Wenn nein, dann beschreib es doch bitte noch einmal ...

Gruß
LL


----------



## Mtroniker (19 Juni 2008)

Zunächst danke für Deine Bemühung.
Ein Beispiel. Ich lege meine maximale Array größe im UDT vor (s.o. [0..10,0..10]).Mit meinen Inputs in FB20 entsteht nun eine Matrix *A* der Dimension 3x3, dessen Werte aus dem DB10 gelesen werden. FB20 enthält anweisungen, die die Elemente der Matrix A in einer bestimmten Reihenfolge vergibt und im DB20 (siehe Bild 1) ablegt. Die Matrix stellt ein 2 Dimensionales array dar. Wenn ich nun im FB20 meine Matrix A meinem FC input zum Transponieren übergebe, funktioniert es ohne Probleme.
Die Berechnung soll aber nicht in diesem FB ausgeführt werden. Ich möchte nun Global auf meine Matrix in DB20 zugreifen können, damit ich in einem anderen FB meine Operationen ausführen kann. Ich habe wie beschrieben zwei int Werte die Dim. der Matrix bestimmen und das array der abgelegten Matrix (allerdings beginnend DB20.DBD*22*). Wie kann ich diese Matrix in einen DB30 ablegen und global über einen FB zugreifen um mit dieser Matrix wieder rechnen zu können.
Hoffe jetzt ist die Beschreibung etwas präziser.

Allgemein ohne Matrix. Matrix stellt jetzt nur ein 2 Dim. Array dar. Wie bekomme ich die Struktur (STRUCT A) 
mit den zwei int Werten und dem Array in SCL aus dem DB20 in einen anderen DB, damit ich mit diesem und meinen Matrizen Operationen weiter rechnen kann?


----------



## Larry Laffer (19 Juni 2008)

Leider hat auch dein 2.Versuch bei mir noch nicht gefruchtet. Ich versuche trotzdem mal was :

Ich würde zunächst in dem SCL-Script bleiben. Dieses kann ja vortrefflich mit der Indexierung deines Array's umgehen. Auch kannst du mittels SCL in einen anderen DB (den du vielleicht sogar als Parameter übergibst) schreiben. Vielleicht übergibst du hier sogar gleich eine Ziel-Adresse (ANY-Pointer). Welche Einträge deines 2-D-Array's du in den anderen DB (muß es überhaupt ein anderer DB sein ? Kann doch auch in dem gleichen DB bleiben) schreiben willst, weißt du ja. Ich nehm,e an, dass du die Liste fortlaufend füllen willst.

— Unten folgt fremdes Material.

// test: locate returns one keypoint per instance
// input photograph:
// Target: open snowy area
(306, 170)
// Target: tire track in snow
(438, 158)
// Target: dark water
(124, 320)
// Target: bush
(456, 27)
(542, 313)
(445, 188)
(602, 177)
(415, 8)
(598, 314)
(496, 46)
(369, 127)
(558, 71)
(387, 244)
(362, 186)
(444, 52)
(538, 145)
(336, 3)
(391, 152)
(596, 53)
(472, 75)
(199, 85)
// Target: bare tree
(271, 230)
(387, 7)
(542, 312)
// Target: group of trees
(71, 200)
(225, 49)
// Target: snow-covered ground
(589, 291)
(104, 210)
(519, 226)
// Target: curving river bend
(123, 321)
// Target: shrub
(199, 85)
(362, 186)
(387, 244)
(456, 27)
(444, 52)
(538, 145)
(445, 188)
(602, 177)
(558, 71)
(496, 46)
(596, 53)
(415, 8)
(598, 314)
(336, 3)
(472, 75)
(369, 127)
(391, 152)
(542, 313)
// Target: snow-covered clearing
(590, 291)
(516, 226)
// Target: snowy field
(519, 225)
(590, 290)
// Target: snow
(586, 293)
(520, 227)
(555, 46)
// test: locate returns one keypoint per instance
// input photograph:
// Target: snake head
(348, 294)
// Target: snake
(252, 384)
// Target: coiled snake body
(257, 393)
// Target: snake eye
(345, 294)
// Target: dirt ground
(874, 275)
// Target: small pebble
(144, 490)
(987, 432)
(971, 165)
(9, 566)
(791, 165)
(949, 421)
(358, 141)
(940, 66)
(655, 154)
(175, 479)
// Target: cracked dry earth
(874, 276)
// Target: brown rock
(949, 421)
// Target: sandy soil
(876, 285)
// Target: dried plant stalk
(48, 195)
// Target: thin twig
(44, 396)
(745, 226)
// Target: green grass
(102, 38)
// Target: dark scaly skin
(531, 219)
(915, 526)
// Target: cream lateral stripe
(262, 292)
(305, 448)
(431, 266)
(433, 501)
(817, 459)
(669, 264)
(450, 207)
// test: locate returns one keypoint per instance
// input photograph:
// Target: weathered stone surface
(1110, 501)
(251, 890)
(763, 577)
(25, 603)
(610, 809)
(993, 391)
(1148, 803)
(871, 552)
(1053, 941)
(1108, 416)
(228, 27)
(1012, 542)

Somit kannst du über einen Hilfs-Index direkt den 2.DB indizieren (von SCL aus) und die Daten an die jeweils gewünschten Adressen schreiben.
Bin ich halbwegs in der Spur ?
Wenn ja, brauchst du hier irgendwelche Zusatz-Info ?

Gruß
LL


----------



## Mtroniker (19 Juni 2008)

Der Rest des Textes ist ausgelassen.